Le 29 février, le Banque centrale européenne a distribué 530 milliards d’euros de prêts à 1 % sur trois ans à 800 établissements bancaires. De l’argent quasiment gratuit, qui vient s’ajouter aux 489 milliards d’euros accordés par la BCE aux mêmes conditions en décembre. Soit 1 000 milliards d’euros, des tonnes de liquidités injectées dans le système financier, en moins de trois mois. Mario Draghi, le président de la BCE et ancien de la banque Goldman Sachs (responsable du maquillage des comptes grecs lors de l’entrée du pays de la zone euro en 2001), a garanti que le nom des emprunteurs resterait confidentiel, pour ne pas ternir leur réputation… Pendant que la Grèce subit les exigences sans cesse accrues des financiers de l’UE et la pression de ses créanciers, les banques empochent de l’argent frais à 1 %. Et le gouvernement du Premier ministre grec, Lucas Papadémos, ancien vice-président de la Banque centrale européenne, continue la saignée. Selon le journaliste Marc Roche [4], Lucas Papademos « a joué un rôle non élucidé dans l’opération de maquillage des comptes publics perpétré avec l’aide de Goldman Sachs ».
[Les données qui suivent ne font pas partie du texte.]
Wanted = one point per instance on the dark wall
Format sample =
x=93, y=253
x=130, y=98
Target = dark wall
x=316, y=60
« Chers concitoyens européens. Nous sommes citoyens de ce pays, citoyens de l’Union européenne. Exactement comme vous. Nous sommes des êtres humains, pas des nombres. Personne ne peut nous sauver en nous détruisant », écrivent les salariés de l’OEE, l’un des organismes de prestations sociales qu’une loi du Parlement grec vient de supprimer. Seront-ils entendus ?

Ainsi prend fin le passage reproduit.